Un pubblico che troverà ad accoglierlo un biglietto dorato per entrare nel cinema di Miyazaki, scoprendo quella che, senza ombra di dubbio, rappresenta la vetta più alta che sia possibile toccare attraverso la formula "soulsborne" concepita dalla casa giapponese. Una formula che d'altra parte, come abbiamo evidenziato in apertura, inizia a mostrare i primi segni del tempo e tende a trascinarsi appresso gli errori del passato.

Uno su tutti risiede nella telecamera, che durante le battaglie contro creature sovradimensionate - che sono parecchie - diventa a dir poco ingestibile a causa del lock-on, tanto che a volte bisogna attivarlo e disattivarlo di continuo. Lo stesso discorso vale per le interazioni fra il terreno e i modelli dei nemici, dato che questi ultimi finiscono spesso per inerpicarsi su qualsiasi roccia affiorante rimanendo sospesi a mezz'aria.

La gestione confusionaria dei trigger delle quest esplode nei confini de mondo aperto, spingendo a battere chilometri e chilometri di mappe alla ricerca di personaggi che probabilmente non incontreremo mai più perché abbiamo compiuto il passo "sbagliato" nel momento "sbagliato". Ci sarebbe poi da affrontare il discorso della grafica, che non si erge certo come un'avanguardia del settore, anzi, presenta diverse incertezze tecniche che per la maggior parte si limitano all'estetica. La verità è che il comparto puramente tecnico non ha mai rappresentato il cavallo di battaglia della casa, ma nel caso specifico non è un problema dal momento che su PS5 l'amalgama funziona a meraviglia a 60fps.

La quantità di contenuti presenti in Elden Ring è semplicemente fuori scala.

Problemi che in definitiva vengono sepolti sotto gli enormi pregi di Elden Ring, un'opera rara, anzi, rarissima, dal momento che si è dimostrata all'altezza della sua smisurata ambizione, per certi versi addirittura superandola. Il nostro contatore ha da tempo superato le ottanta ore di gioco, abbiamo archiviato due finali, eppure dopo aver assaporato dozzine di segreti stiamo continuando a scoprirne di nuovi, e chissà quanti altri ce ne sono passati sotto il naso durante la lunghissima, faticosa ma estremamente appagante caccia all'Anello Ancestrale.

Un mondo di gioco sconfinato e mai noioso, una coerenza artistico-narrativa vicina a quella del primo Dark Souls, una mole di contenuti semplicemente incalcolabile, un design più che mai ispirato e una colonna sonora memorabile rendono dunque Elden Ring un trionfo del "bigger and better", stavolta nel senso letterale del termine: risulta oltremodo difficile, infatti, provare a immaginare un videogioco di FromSoftware più grande e migliore di questo.

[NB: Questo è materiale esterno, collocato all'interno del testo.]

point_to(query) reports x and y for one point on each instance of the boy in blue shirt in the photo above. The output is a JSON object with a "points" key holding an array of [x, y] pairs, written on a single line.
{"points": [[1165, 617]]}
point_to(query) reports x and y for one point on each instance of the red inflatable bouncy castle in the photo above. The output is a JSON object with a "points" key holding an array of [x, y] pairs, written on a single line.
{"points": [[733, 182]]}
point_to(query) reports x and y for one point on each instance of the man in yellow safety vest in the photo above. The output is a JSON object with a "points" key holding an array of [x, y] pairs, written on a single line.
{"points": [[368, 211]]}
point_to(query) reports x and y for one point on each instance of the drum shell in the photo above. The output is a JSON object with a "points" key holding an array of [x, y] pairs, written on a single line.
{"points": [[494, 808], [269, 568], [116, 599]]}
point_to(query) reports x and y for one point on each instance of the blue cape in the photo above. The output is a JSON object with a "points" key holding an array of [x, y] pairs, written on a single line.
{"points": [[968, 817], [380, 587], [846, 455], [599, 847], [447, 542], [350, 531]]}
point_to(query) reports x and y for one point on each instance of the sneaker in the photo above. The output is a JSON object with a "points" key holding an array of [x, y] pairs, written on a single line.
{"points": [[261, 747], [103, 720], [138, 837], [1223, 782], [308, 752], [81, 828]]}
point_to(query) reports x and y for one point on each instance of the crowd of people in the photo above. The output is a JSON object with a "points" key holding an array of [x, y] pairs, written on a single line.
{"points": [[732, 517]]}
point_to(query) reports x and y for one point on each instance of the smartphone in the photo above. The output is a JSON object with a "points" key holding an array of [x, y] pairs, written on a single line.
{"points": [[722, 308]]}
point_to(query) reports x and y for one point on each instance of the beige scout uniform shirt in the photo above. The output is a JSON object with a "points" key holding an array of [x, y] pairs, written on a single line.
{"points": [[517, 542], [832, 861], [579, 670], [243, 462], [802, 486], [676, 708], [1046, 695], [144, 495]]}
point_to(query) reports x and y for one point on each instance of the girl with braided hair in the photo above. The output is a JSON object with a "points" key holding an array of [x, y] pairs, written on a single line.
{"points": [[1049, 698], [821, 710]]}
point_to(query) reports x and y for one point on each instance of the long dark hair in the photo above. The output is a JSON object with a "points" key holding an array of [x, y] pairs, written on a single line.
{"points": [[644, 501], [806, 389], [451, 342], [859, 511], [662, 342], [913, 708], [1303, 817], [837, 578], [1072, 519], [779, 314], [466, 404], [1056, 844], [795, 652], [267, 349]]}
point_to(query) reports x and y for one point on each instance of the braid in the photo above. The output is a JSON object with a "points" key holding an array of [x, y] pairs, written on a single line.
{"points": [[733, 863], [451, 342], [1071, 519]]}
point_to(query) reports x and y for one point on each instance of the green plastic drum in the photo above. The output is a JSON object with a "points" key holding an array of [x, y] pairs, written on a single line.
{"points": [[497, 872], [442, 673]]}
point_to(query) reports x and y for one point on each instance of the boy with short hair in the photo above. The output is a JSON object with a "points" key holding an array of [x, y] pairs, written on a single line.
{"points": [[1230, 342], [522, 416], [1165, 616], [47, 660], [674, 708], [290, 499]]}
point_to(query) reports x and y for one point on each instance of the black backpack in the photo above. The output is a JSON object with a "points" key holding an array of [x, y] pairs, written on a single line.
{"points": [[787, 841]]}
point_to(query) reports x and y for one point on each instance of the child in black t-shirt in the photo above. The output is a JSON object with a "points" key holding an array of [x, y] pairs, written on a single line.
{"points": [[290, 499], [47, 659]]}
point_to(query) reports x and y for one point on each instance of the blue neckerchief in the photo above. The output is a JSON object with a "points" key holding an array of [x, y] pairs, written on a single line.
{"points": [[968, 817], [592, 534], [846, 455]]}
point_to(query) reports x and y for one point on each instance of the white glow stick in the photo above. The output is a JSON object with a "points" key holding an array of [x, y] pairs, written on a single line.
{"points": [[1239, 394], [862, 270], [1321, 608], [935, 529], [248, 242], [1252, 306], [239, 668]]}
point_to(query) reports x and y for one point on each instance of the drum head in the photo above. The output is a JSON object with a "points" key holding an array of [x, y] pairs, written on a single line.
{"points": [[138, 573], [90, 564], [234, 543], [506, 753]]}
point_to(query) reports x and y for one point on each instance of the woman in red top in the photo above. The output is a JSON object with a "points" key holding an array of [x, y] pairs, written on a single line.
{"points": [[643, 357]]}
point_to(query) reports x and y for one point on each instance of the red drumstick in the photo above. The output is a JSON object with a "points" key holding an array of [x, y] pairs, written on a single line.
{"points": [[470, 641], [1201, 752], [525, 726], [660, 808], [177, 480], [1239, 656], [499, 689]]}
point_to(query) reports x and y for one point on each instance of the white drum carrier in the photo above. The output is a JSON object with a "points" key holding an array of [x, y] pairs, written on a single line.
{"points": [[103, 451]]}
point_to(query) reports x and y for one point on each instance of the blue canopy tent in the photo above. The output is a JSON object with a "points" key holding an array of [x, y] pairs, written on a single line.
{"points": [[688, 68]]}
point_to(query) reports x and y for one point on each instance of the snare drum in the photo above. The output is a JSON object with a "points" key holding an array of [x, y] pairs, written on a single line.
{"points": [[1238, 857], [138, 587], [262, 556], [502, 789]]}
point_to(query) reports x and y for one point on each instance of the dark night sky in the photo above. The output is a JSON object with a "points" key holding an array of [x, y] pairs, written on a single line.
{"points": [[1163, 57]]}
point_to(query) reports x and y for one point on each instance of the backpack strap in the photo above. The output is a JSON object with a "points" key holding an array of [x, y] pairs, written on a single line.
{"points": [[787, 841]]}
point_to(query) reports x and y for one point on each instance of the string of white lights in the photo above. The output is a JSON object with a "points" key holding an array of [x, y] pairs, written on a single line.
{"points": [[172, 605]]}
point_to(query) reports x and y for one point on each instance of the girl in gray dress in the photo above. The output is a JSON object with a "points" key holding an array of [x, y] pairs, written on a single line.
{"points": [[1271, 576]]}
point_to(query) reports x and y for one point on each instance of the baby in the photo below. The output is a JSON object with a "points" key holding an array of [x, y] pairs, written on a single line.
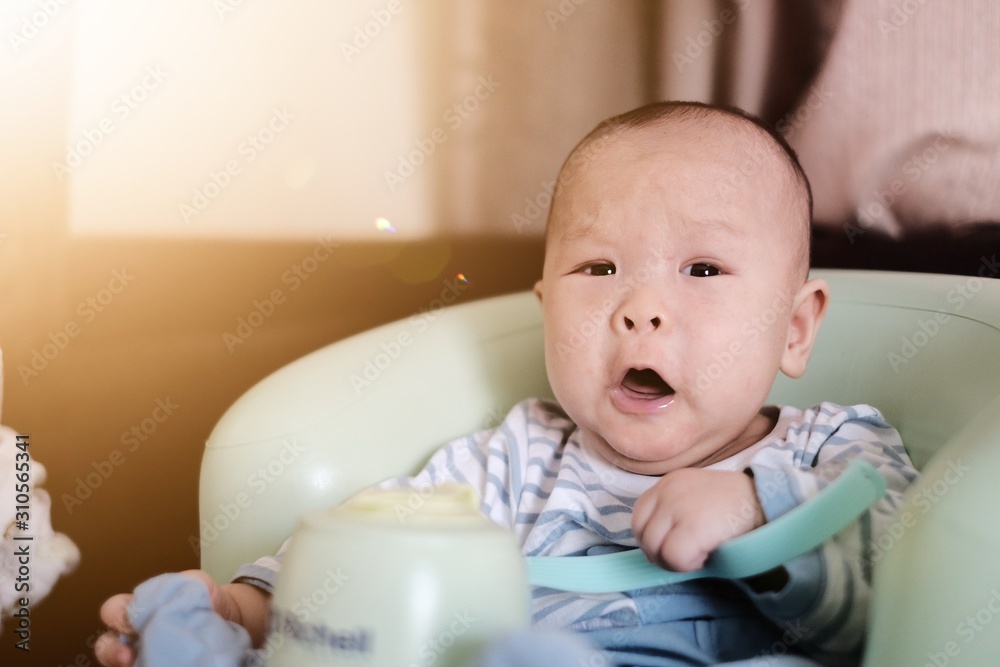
{"points": [[674, 289]]}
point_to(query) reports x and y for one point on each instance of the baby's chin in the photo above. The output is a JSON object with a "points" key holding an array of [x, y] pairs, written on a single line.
{"points": [[640, 460]]}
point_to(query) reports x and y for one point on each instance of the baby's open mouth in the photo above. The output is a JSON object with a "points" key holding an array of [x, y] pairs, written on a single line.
{"points": [[645, 384]]}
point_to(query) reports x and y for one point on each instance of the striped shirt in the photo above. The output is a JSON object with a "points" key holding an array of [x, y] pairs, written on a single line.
{"points": [[536, 477]]}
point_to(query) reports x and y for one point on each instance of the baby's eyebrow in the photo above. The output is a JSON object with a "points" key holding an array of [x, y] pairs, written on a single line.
{"points": [[714, 226]]}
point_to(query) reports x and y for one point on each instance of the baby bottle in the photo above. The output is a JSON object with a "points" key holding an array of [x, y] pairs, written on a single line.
{"points": [[396, 578]]}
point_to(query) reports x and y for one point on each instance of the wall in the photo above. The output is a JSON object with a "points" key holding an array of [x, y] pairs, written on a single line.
{"points": [[116, 352]]}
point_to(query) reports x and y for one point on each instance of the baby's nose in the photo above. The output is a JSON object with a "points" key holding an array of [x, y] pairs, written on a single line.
{"points": [[630, 324]]}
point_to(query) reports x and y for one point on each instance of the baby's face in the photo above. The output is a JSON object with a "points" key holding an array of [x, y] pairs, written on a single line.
{"points": [[667, 292]]}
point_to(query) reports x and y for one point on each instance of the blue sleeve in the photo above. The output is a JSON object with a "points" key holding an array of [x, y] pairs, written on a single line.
{"points": [[825, 601]]}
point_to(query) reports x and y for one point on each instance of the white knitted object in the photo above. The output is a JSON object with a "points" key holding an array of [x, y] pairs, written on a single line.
{"points": [[50, 554], [904, 129]]}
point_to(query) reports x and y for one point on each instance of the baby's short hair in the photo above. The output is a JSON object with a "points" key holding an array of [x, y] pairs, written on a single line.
{"points": [[694, 114]]}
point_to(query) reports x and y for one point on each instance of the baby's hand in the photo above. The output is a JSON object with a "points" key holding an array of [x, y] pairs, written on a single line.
{"points": [[111, 651], [690, 512]]}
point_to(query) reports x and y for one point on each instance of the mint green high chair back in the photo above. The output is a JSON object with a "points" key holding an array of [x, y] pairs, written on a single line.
{"points": [[924, 349]]}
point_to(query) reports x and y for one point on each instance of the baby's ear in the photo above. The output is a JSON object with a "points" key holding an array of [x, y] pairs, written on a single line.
{"points": [[808, 309]]}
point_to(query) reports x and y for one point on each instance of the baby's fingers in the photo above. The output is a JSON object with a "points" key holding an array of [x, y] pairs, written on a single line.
{"points": [[111, 652], [114, 613], [109, 649]]}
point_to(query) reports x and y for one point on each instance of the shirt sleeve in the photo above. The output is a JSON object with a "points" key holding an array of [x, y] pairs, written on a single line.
{"points": [[824, 604]]}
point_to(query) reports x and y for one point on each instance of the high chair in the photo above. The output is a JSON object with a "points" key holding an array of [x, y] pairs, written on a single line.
{"points": [[924, 349]]}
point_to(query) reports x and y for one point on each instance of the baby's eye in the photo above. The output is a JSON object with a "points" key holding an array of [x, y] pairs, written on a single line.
{"points": [[599, 269], [702, 270]]}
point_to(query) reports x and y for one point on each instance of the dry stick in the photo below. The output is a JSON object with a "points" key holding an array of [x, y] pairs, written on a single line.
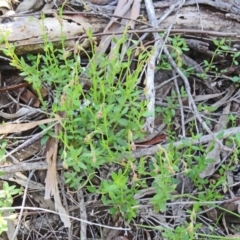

Un titolo che non inventa niente, sia chiaro, ma che ricama la sua formula tradizionale sopra quella dell'open-world con un livello di cura sartoriale che solamente la casa giapponese è stata in grado di dimostrare. Tutti provano a fare "soulslike", e quasi nessuno ci riesce veramente; tutti provano a realizzare videogiochi open-world, e quasi tutti inciampano lungo il cammino. A questo giro, Hidetaka Miyazaki si è portato a casa il banco.

Ci sarebbero tantissime altre cose da dire, ma in fin dei conti ne basta solo una: Elden Ring è una produzione fuori scala che mantiene - e a tratti supera - tutte le promesse fatte al pubblico nel corso degli ultimi mesi. Il che, di questi tempi, è una cosa piuttosto rara.